CLEMSON — Drivers in Richland County could see the first road improvement projects funded by a local sales tax completed by year’s end.
Meeting in Clemson for a two-day planning retreat, Richland County Council members seemed eager to get started on six intersection improvement projects outlined by transportation director Rob Perry.
The $15 million in construction could involve enhancements for pedestrians and cyclists at the intersections as well, said Perry and his deputy, Chris Gossett.
“I’m ready,” several members chimed in after Perry asked for an endorsement.
First, the county must resolve a protest over the hiring of a project management firm brought by the second-place finisher. Chairman Norman Jackson said he’s hopeful there will be a resolution soon.
The six intersection improvements would be the first tangible sign of progress after voters approved a penny-on-the-dollar sales tax for transportation improvements to roads, bus service and trails.
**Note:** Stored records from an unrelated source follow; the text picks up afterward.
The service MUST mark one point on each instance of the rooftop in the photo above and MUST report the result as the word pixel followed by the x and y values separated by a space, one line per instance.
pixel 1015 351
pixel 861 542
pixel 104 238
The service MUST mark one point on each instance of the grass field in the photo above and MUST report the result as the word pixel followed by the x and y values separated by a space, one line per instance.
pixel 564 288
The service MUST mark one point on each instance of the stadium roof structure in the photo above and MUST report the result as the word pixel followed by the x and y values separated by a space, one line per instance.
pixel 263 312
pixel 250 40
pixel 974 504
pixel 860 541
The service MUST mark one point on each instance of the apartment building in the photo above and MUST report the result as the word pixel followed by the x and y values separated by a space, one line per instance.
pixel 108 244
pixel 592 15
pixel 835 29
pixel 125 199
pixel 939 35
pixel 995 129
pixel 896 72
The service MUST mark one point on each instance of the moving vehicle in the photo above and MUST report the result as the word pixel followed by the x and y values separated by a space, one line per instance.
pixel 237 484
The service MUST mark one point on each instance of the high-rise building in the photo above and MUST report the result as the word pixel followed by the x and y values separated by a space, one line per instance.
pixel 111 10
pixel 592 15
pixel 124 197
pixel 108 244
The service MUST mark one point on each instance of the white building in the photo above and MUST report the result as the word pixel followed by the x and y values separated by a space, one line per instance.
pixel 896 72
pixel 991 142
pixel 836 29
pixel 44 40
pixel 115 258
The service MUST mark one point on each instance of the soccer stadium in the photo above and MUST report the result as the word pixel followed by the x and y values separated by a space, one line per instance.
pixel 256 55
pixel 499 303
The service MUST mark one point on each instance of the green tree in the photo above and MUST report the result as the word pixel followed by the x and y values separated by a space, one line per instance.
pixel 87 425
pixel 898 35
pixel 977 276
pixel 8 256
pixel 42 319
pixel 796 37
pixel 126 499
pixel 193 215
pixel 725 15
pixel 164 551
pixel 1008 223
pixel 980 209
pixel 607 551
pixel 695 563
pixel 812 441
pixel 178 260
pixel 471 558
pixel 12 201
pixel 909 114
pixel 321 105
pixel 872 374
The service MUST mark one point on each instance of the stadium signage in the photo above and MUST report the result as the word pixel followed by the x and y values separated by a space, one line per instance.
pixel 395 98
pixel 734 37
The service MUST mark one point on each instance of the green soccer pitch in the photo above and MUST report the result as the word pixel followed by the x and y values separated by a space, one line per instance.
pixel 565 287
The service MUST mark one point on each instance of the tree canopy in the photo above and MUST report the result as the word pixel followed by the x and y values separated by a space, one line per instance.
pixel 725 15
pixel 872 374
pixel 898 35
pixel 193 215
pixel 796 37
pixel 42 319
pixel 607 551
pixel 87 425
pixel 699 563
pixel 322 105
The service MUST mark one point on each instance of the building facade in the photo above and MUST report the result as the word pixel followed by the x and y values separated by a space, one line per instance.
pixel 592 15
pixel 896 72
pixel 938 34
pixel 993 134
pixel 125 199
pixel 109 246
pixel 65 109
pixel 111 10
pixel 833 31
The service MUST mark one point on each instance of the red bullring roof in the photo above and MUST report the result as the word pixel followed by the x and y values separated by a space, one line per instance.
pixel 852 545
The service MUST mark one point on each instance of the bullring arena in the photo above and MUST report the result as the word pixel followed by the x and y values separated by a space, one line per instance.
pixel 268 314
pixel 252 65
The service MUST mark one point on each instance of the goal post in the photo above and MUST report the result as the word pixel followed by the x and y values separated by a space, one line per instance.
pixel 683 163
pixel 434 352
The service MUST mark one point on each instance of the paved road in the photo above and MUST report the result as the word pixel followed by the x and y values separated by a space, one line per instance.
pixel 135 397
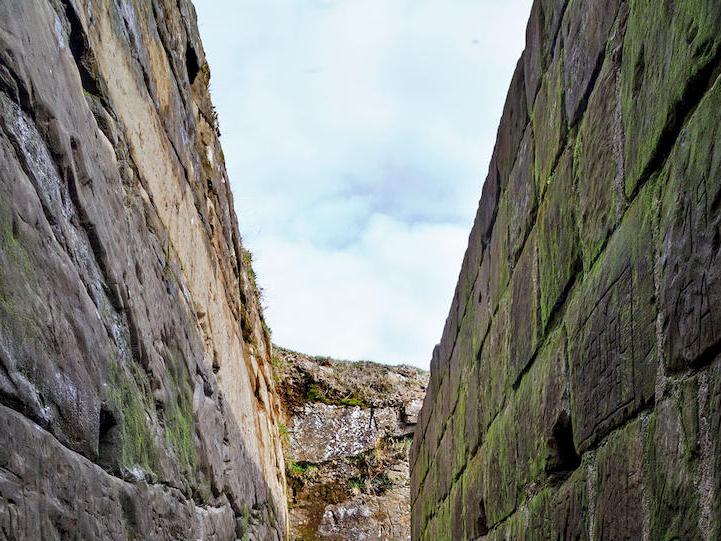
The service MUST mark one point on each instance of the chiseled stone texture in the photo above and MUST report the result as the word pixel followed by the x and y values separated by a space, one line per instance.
pixel 136 394
pixel 349 429
pixel 575 393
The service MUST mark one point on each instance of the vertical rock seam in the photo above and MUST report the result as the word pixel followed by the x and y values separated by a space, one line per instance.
pixel 136 391
pixel 576 390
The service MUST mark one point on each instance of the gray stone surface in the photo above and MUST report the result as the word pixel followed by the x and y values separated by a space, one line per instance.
pixel 136 398
pixel 575 393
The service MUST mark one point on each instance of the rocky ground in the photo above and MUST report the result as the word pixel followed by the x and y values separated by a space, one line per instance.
pixel 348 430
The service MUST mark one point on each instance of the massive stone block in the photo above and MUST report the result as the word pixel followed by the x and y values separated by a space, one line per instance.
pixel 612 331
pixel 136 398
pixel 590 392
pixel 691 233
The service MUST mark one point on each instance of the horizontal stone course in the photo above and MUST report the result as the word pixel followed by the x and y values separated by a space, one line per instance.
pixel 582 400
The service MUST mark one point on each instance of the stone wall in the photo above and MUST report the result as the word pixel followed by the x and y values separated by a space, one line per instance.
pixel 576 391
pixel 136 395
pixel 349 428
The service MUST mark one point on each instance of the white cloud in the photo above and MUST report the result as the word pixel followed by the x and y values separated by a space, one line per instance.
pixel 357 135
pixel 379 298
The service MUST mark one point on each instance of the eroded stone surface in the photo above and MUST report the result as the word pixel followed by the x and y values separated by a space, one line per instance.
pixel 577 396
pixel 131 338
pixel 349 430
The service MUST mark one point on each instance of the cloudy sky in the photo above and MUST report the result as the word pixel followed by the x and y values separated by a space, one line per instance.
pixel 357 135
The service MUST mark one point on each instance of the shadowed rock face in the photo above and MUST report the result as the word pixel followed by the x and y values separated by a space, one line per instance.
pixel 136 397
pixel 575 393
pixel 348 432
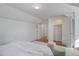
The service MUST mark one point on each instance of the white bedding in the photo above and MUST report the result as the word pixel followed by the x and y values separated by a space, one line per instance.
pixel 23 48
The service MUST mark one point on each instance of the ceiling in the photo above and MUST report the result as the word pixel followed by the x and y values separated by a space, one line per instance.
pixel 46 10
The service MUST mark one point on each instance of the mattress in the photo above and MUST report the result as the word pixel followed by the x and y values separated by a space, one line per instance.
pixel 23 48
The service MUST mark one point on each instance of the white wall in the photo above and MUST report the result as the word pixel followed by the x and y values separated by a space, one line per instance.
pixel 16 30
pixel 66 29
pixel 16 25
pixel 16 14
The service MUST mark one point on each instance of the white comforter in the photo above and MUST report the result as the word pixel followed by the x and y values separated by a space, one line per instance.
pixel 23 48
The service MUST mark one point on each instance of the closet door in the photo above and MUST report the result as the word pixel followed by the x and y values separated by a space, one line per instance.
pixel 58 32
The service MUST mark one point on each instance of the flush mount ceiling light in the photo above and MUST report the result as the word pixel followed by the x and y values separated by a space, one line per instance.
pixel 36 7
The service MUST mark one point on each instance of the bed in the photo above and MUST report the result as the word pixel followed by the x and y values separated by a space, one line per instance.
pixel 24 48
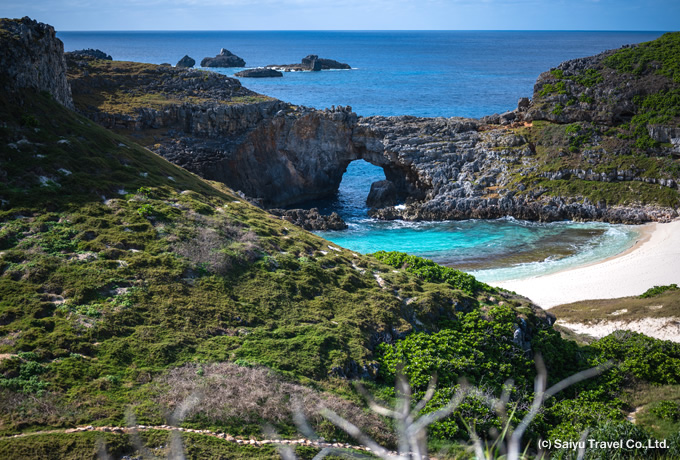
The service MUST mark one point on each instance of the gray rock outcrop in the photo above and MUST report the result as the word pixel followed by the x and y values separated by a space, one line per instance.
pixel 96 54
pixel 383 194
pixel 186 62
pixel 442 168
pixel 33 57
pixel 311 62
pixel 311 219
pixel 225 59
pixel 259 73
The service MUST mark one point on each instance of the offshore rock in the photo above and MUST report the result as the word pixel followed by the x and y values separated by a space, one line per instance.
pixel 186 62
pixel 311 62
pixel 259 73
pixel 441 168
pixel 310 219
pixel 31 56
pixel 225 59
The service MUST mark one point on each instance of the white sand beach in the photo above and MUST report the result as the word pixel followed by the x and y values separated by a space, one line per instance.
pixel 654 260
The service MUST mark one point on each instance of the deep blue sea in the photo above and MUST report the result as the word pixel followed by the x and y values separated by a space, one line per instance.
pixel 423 73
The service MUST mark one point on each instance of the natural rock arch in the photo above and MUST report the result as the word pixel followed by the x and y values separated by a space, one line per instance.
pixel 291 159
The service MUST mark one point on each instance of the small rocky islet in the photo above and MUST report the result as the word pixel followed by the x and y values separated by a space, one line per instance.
pixel 133 289
pixel 588 145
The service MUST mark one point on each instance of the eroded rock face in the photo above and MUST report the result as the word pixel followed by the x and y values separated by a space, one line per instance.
pixel 225 59
pixel 96 54
pixel 31 56
pixel 186 62
pixel 258 73
pixel 311 219
pixel 383 194
pixel 311 62
pixel 441 168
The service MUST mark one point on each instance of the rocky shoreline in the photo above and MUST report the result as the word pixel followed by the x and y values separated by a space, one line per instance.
pixel 549 159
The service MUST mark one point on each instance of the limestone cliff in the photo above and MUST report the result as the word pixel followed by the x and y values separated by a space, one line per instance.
pixel 581 149
pixel 44 70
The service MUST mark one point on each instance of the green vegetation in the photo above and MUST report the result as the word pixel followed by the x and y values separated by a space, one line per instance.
pixel 146 444
pixel 125 268
pixel 657 290
pixel 639 59
pixel 657 108
pixel 590 77
pixel 129 286
pixel 432 272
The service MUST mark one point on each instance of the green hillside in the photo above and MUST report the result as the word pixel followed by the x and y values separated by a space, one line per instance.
pixel 135 293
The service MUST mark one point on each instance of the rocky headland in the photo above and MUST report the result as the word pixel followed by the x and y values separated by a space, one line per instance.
pixel 186 62
pixel 45 72
pixel 589 144
pixel 310 219
pixel 225 59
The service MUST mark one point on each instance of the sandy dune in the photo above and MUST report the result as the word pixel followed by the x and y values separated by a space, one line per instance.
pixel 653 261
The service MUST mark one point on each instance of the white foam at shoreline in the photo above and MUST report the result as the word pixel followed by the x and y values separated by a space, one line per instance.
pixel 653 262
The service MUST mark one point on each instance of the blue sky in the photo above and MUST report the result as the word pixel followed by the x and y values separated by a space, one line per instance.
pixel 349 14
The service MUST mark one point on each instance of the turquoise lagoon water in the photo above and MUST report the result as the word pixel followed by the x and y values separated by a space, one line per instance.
pixel 422 73
pixel 493 250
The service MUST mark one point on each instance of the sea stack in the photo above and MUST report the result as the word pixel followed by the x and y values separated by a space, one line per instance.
pixel 186 62
pixel 259 73
pixel 225 59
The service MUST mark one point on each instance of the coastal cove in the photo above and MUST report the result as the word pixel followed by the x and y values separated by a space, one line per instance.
pixel 165 291
pixel 492 250
pixel 462 74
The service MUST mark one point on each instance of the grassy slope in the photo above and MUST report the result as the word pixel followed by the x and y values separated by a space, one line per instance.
pixel 626 146
pixel 639 396
pixel 117 266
Until now, Perry has said unidentified dirt-road paving and suburban resurfacing projects probably would be the first projects completed. Thursday, he said it looks like those projects will proceed alongside the intersection improvements.
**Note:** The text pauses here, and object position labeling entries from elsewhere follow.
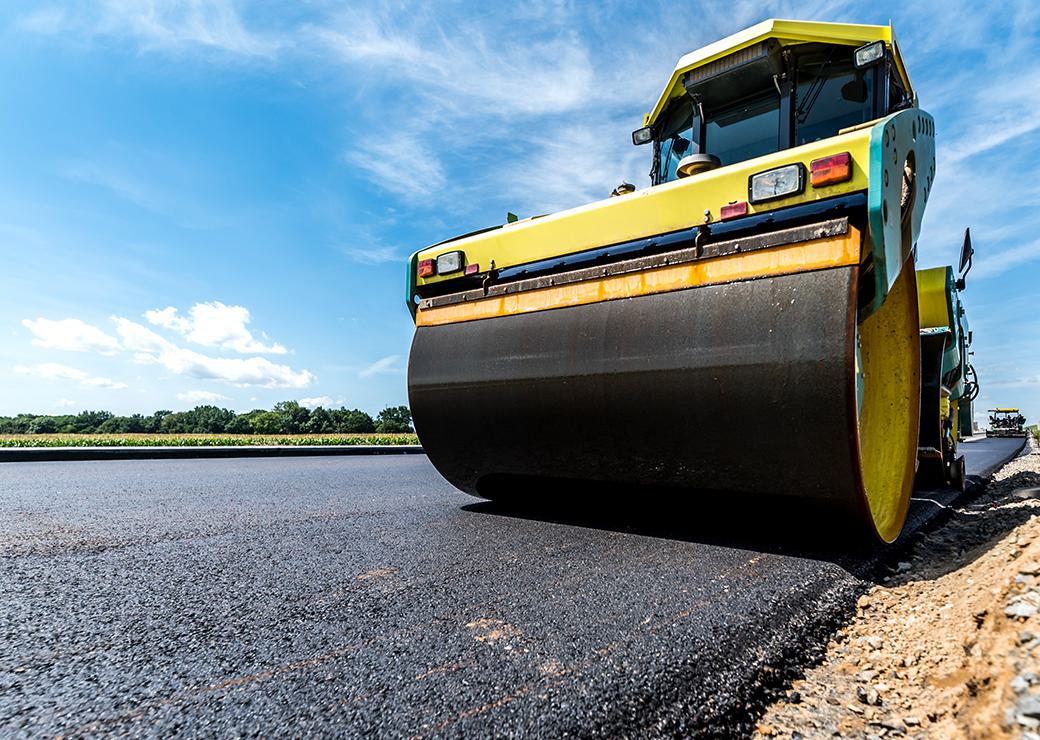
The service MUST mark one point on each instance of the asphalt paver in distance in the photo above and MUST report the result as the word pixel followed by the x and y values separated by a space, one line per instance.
pixel 364 595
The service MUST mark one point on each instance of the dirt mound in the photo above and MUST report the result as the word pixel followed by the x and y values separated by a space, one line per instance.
pixel 947 644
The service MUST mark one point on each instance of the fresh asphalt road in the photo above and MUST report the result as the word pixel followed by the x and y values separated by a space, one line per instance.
pixel 357 596
pixel 987 453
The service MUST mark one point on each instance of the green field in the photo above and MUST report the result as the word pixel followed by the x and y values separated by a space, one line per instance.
pixel 201 440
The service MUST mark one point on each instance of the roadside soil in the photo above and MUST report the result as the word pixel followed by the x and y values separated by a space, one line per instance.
pixel 947 643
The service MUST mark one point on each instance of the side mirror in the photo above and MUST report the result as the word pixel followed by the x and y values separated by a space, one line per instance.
pixel 965 262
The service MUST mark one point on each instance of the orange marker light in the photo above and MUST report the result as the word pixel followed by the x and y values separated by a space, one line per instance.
pixel 829 170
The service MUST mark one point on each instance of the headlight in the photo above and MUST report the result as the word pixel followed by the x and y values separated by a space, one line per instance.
pixel 868 54
pixel 449 262
pixel 773 184
pixel 641 136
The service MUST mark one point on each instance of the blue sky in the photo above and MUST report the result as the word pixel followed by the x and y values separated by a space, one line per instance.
pixel 212 202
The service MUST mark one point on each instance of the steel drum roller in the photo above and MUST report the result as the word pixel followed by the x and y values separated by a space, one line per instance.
pixel 747 387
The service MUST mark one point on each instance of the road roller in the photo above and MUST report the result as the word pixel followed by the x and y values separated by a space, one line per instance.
pixel 1006 422
pixel 949 381
pixel 747 325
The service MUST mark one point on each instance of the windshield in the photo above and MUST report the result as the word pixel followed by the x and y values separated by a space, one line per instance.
pixel 831 95
pixel 817 94
pixel 744 131
pixel 677 139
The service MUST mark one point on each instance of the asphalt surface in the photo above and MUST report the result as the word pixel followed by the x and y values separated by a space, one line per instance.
pixel 358 596
pixel 986 454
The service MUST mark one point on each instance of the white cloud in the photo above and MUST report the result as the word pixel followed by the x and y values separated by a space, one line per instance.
pixel 151 348
pixel 201 397
pixel 55 371
pixel 214 324
pixel 995 264
pixel 574 165
pixel 465 65
pixel 179 25
pixel 400 163
pixel 46 20
pixel 372 255
pixel 72 335
pixel 382 366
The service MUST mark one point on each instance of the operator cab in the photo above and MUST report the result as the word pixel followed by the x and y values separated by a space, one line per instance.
pixel 767 98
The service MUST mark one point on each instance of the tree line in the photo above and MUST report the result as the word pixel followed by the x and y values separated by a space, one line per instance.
pixel 285 418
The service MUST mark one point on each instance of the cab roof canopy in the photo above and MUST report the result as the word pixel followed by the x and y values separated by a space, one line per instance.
pixel 786 33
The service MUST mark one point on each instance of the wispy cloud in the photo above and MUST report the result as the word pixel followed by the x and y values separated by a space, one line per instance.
pixel 464 65
pixel 71 335
pixel 998 263
pixel 400 163
pixel 374 255
pixel 149 347
pixel 214 324
pixel 44 20
pixel 315 401
pixel 54 371
pixel 201 397
pixel 159 25
pixel 382 366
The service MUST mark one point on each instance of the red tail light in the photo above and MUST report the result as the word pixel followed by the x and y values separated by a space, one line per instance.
pixel 829 170
pixel 732 210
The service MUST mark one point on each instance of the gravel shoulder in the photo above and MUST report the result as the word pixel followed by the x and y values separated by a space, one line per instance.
pixel 946 644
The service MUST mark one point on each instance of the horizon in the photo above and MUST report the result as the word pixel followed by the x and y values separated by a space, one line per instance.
pixel 212 203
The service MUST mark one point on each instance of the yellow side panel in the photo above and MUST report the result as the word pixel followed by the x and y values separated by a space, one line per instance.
pixel 932 298
pixel 815 255
pixel 661 209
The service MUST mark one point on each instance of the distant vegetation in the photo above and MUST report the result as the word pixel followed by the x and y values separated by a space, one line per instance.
pixel 285 418
pixel 199 440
He’s also moving forward on a list of sidewalk improvements in coordination with the S.C. Department of Transportation.
He said the county’s project management firm, ICA Engineering, had suggested moving forward on the intersections as well.
Perry said each intersection will be studied to settle on the changes needed, but they would include such things as adding turns lanes, straightening or widening lanes, adding bike lanes and sidewalks, or putting in pedestrian signals.
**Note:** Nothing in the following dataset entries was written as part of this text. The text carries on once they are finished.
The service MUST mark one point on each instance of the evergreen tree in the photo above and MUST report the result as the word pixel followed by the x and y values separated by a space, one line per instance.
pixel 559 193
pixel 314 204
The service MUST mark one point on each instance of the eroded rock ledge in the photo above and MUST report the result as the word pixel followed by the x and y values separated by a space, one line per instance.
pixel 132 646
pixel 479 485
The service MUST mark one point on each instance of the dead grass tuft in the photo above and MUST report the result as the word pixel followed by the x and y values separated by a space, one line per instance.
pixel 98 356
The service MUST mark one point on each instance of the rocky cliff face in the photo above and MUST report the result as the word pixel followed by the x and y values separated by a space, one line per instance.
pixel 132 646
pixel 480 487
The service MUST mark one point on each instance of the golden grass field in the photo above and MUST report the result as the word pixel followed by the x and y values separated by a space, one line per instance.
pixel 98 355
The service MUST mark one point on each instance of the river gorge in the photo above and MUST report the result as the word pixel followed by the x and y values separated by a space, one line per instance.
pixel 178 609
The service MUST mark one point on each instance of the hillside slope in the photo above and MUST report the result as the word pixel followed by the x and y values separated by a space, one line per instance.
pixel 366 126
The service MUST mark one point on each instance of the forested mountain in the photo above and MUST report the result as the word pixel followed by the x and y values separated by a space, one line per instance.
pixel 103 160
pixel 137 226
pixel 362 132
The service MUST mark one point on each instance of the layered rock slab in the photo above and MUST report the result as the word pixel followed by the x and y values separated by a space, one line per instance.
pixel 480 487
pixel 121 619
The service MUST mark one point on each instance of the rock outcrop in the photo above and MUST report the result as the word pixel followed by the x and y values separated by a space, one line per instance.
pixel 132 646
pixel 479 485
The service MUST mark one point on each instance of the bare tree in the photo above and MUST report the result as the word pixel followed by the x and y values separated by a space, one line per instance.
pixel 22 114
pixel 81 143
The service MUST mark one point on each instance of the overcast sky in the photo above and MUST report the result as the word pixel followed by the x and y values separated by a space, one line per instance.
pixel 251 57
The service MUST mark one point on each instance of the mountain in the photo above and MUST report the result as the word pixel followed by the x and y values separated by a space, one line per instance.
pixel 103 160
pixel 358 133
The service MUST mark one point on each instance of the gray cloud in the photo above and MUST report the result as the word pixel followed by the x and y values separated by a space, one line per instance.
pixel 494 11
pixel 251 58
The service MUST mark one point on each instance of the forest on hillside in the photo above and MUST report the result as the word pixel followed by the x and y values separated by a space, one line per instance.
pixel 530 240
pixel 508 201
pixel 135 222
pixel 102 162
“We would expect at least one of the six to be completed by the end of the year,” Perry said.
The intersections are:
• Broad River Road and Rushmore Drive
• North Springs Road and Risdon Way
• North Springs Road and Clemson Road
• Summit Parkway and Summit Ridge
• Farrow Road and Pisgah Church Road
• Kennerly Road and Steeple Ridge
The six are among 15 major intersections identified for voters, who approved the transportation sales tax in 2012. The tax will continue for 22 years or until it raises $1.07 billion, whichever comes first.
Perry said the six were chosen because of ease of design.